Play (Alexander Ekman), Ballet de l’Opéra de Paris © Agathe Poupeney OnP

Le prêt-à-porter de la modernité

Le propos ? Quel propos d’ailleurs ? À en croire les contributions rédigées pour le programme qui commentent ou, plus justement, encensent le spectacle, dans Play la notion de jeu revêt une dimension toute philosophique. La réalité est plus amère. Et l’essentiel de la soirée est noyé sous des milliers de balles vertes dans lesquelles se noient les danseurs et une chorégraphie absolument dépourvue d’intérêt.

Ce n’est pas laid. C’est vide ! Anecdotique !

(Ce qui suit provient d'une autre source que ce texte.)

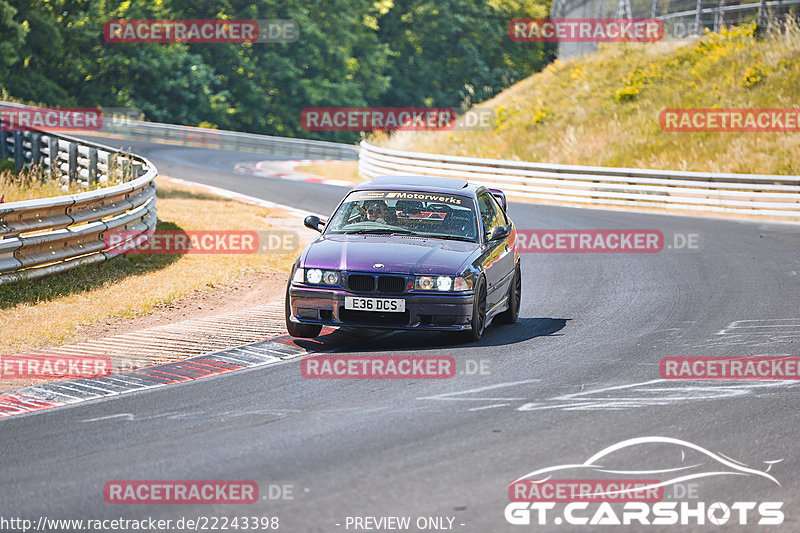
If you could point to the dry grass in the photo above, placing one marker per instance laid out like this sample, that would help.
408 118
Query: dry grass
602 109
27 186
50 311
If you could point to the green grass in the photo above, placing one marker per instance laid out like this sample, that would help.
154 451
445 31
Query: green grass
602 108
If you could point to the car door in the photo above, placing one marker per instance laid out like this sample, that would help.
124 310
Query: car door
497 257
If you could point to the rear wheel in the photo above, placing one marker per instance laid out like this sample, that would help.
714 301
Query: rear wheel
303 331
478 312
510 315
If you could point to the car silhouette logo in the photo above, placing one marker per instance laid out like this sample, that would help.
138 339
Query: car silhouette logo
704 464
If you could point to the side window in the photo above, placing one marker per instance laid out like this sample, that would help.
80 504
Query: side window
490 213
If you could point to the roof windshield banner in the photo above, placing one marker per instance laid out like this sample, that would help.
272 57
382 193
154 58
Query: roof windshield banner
409 195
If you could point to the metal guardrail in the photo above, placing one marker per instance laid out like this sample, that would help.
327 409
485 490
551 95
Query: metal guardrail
50 235
703 192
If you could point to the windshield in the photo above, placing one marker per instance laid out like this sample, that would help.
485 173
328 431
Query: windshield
444 216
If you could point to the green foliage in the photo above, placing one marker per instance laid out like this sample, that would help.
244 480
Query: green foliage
350 53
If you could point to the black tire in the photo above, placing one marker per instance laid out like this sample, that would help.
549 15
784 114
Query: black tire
303 331
478 313
510 315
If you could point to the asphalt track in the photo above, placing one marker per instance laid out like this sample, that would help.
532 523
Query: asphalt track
579 372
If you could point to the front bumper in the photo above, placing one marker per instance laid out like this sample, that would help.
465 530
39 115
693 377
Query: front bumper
438 312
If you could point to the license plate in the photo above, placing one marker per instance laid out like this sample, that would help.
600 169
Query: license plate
384 305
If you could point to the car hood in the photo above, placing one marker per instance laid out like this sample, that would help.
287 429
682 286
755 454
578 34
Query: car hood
398 254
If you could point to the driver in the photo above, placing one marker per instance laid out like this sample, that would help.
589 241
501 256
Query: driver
377 211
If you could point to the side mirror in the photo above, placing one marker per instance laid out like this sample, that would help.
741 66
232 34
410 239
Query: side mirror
500 197
498 232
313 222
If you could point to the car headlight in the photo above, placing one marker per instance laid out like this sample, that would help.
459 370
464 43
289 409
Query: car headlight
316 276
441 283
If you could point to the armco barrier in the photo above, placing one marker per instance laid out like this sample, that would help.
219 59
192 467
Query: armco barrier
219 139
50 235
701 192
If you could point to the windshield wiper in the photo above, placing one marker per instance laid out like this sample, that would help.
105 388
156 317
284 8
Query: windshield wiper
379 231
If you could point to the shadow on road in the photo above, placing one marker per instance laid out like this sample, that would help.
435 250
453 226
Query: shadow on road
496 335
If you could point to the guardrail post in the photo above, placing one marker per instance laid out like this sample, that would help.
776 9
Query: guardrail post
73 162
92 166
697 30
36 153
55 167
18 157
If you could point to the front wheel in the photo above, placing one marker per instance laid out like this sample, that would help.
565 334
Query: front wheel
303 331
510 315
478 312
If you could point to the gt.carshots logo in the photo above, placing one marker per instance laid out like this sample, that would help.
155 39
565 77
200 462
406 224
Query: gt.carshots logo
589 241
377 367
174 492
190 31
378 118
54 119
642 496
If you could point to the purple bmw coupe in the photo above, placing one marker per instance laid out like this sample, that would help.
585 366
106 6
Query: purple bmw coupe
408 252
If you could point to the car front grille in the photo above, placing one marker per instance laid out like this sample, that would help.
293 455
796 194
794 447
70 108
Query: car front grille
372 282
391 284
372 317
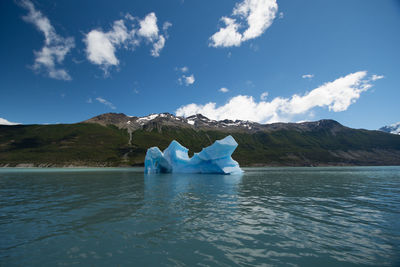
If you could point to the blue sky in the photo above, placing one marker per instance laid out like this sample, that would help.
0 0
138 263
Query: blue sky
67 61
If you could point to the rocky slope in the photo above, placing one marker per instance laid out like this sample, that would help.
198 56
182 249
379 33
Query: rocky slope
118 140
393 129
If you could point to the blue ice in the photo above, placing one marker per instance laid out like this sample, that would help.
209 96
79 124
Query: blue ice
213 159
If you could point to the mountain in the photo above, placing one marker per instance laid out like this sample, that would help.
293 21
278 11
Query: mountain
113 139
393 129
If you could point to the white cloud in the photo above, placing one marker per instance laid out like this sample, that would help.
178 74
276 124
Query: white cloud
55 47
253 15
6 122
264 96
166 25
105 102
307 76
148 27
186 80
377 77
158 46
101 46
336 96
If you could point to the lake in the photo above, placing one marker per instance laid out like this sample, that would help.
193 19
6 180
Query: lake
268 216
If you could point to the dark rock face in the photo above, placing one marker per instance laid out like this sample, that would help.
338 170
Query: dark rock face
115 139
393 129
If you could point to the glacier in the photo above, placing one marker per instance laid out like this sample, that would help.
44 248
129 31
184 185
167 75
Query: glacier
175 159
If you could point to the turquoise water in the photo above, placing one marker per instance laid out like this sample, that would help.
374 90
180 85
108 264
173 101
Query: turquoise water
267 216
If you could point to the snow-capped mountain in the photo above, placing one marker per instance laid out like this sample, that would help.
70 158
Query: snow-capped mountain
394 128
200 122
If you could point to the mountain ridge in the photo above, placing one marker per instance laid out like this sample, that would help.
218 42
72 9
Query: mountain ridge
115 139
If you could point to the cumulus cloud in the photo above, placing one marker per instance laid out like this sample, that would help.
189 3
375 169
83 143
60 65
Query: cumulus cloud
6 122
256 16
336 96
185 79
377 77
105 102
307 76
55 47
126 33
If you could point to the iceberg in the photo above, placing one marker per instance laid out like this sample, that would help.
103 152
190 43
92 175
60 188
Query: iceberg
175 159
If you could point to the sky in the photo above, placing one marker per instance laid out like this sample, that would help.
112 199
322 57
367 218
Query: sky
259 60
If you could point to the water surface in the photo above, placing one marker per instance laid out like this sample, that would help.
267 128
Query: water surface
267 216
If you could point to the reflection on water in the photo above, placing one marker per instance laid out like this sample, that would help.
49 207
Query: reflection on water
273 216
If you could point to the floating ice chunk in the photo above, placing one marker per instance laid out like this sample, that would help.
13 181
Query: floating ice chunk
213 159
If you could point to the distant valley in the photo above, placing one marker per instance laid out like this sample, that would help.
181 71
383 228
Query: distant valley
115 139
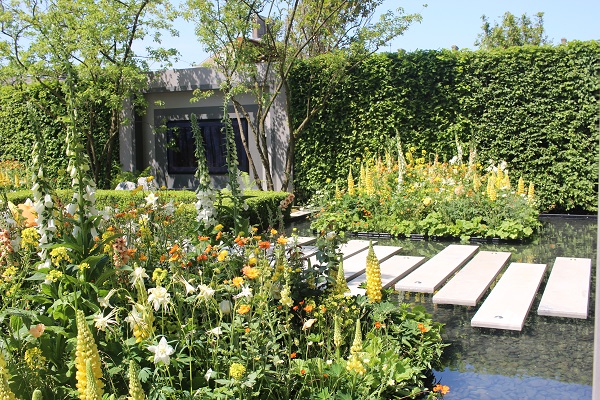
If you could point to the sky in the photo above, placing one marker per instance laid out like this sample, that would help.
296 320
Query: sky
449 22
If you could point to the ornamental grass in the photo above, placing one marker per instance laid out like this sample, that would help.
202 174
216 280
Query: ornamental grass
415 193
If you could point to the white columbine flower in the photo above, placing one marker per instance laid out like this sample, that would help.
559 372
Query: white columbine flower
102 322
138 275
105 301
159 296
162 351
246 292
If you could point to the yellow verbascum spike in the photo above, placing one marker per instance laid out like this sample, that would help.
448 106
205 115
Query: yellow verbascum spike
357 343
86 350
351 188
92 392
521 186
5 392
373 273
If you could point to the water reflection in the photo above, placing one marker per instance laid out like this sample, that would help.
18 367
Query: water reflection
551 358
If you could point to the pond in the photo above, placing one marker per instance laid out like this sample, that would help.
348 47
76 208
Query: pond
551 358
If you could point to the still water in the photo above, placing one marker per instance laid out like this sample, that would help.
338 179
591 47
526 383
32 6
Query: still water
551 358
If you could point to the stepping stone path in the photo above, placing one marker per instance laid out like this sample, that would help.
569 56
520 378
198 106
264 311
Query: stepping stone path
507 305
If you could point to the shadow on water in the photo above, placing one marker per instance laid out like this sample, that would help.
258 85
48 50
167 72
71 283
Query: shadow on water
551 358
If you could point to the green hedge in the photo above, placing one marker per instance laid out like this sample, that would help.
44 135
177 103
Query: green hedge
262 206
534 107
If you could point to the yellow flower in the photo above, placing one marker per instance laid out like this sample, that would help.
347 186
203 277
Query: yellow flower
373 273
87 352
222 255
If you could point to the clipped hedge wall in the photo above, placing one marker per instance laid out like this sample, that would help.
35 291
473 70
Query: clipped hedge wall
534 107
262 206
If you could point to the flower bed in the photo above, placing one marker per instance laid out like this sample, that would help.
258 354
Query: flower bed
126 304
409 195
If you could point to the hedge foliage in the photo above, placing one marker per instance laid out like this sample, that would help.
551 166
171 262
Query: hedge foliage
534 107
263 207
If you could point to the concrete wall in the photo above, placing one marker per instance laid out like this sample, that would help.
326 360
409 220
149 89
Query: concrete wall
169 98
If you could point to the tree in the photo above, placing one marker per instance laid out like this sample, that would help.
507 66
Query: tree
293 30
512 32
87 45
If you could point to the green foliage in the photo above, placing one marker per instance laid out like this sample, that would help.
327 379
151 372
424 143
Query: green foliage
512 32
533 107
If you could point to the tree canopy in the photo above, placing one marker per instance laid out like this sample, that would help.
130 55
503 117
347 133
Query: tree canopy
512 31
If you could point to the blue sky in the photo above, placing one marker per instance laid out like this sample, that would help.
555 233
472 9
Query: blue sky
451 22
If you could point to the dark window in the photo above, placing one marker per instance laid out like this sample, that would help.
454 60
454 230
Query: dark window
182 147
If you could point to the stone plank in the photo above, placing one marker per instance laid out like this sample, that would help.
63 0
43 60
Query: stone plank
392 269
356 264
433 273
470 283
508 304
568 289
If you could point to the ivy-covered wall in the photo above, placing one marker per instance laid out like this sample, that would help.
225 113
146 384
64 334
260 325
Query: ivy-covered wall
534 107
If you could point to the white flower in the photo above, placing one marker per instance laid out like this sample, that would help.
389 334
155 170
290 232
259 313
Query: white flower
151 200
309 323
138 275
159 296
215 331
105 301
102 322
225 307
162 351
208 374
205 292
246 292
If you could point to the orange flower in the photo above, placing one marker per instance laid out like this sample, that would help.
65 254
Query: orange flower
243 309
237 281
264 245
443 389
251 273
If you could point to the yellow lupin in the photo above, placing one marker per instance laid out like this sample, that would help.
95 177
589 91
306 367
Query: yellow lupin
5 392
373 272
86 350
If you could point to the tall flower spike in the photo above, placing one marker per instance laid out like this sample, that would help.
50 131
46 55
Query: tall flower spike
521 186
357 343
530 192
341 286
92 391
86 350
5 392
373 272
351 188
135 387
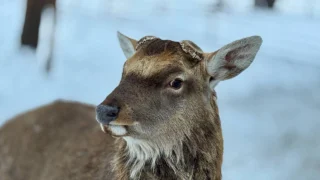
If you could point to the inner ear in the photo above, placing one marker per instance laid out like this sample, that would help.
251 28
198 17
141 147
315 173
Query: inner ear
128 45
232 59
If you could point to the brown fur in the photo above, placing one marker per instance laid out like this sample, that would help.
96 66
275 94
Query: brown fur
54 142
30 32
165 133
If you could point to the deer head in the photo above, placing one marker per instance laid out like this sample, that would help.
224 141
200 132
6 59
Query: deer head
165 102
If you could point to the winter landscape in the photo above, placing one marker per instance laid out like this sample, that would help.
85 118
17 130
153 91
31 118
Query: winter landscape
270 113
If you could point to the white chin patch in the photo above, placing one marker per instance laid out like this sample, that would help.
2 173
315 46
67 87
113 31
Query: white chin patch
118 130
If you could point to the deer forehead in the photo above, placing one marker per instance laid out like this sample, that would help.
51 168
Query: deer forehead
149 66
155 55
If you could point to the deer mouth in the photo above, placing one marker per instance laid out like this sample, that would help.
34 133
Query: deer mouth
114 130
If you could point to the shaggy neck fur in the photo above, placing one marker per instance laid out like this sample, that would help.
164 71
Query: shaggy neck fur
197 156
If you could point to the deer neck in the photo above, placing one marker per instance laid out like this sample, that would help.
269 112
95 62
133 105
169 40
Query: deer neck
197 157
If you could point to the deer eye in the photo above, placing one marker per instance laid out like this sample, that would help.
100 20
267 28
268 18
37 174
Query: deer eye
176 84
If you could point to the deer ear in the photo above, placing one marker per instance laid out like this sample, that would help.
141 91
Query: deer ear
231 59
127 44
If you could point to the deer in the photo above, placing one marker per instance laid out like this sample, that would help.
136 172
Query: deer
160 122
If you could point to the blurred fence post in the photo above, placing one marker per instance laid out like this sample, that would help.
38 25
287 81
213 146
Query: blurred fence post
30 32
264 3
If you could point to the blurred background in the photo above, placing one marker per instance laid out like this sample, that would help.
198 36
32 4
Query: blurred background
270 113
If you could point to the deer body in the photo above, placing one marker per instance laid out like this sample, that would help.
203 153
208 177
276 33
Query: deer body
161 121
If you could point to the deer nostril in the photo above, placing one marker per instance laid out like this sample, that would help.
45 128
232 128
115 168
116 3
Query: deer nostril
106 113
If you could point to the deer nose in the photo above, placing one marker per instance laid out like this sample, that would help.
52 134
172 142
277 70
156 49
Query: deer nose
106 113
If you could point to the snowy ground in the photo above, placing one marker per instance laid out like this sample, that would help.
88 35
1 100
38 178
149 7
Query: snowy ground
270 113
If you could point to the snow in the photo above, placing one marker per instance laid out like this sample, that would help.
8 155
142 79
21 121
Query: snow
270 113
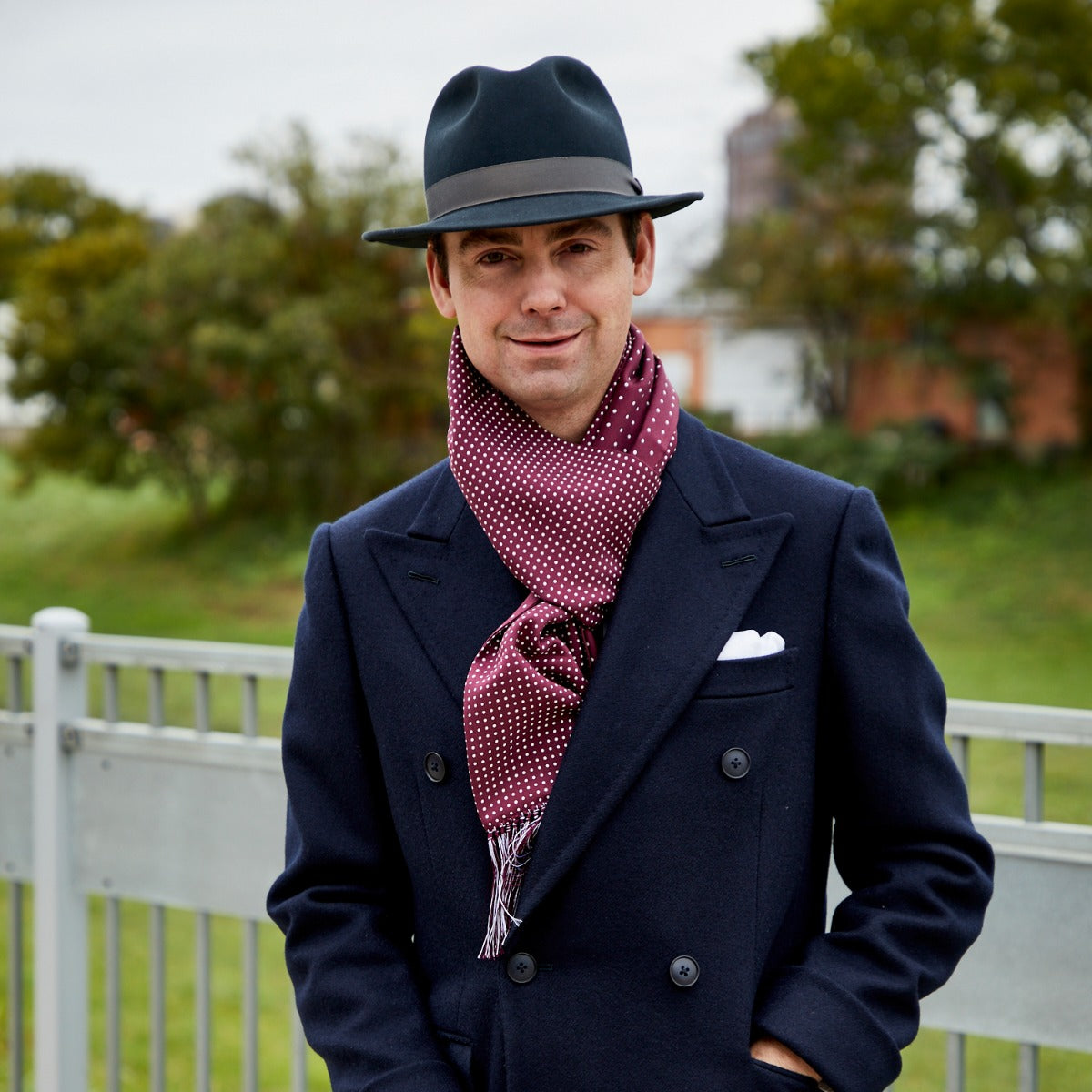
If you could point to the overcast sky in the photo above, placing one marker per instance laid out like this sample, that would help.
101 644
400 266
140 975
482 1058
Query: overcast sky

Pour être juste, il faut reconnaître qu’à la fin du spectacle l’ensemble des danseurs, juchés sur les cubes et exécutant en canon une gestuelle fort simple, mais efficace, cet ensemble forme une très belle scène. C’est d’ailleurs le seul moment prenant de Play qu’accompagne fort bien une partition enfin apaisée, écrite pour des instruments à cordes par un autre Scandinave, Mikael Karlsson. Il n’en fallait pas plus pour engendrer, aussitôt le rideau baissé, les applaudissements du public, ravi d’avoir assisté à tant d’agitation dès le début des manœuvres et dont on veut espérer qu’il ovationne avant tout l’engagement physique des danseurs. Mais Ekman, malin comme un bonimenteur de foire, jouant de la séduction facile comme un représentant de commerce, n’a pas encore dit son dernier mot. Le rideau se relève pour dévoiler une chanteuse afro-américaine venue là comme un cheveu sur la soupe… avant que les danseurs projettent dans la salle de l’Opéra de gigantesques ballons qui vous retombent lourdement sur le crâne ou lancent aux spectateurs des balles jaunes que ces derniers renvoient sur la scène avec l’ivresse d’être aussi de la partie. C’en est fait : cette fois, au second baisser de rideau, dans un élan irraisonné, la plupart des spectateurs, électrisés, se lèvent pour ovationner. Pour les rendre à ce point enthousiastes, il suffisait donc, comme à un caniche, de leur lancer une baballe.


Play, avec le Ballet de l’Opéra de Paris. Opéra Garnier, jusqu’au 4 janvier 2025.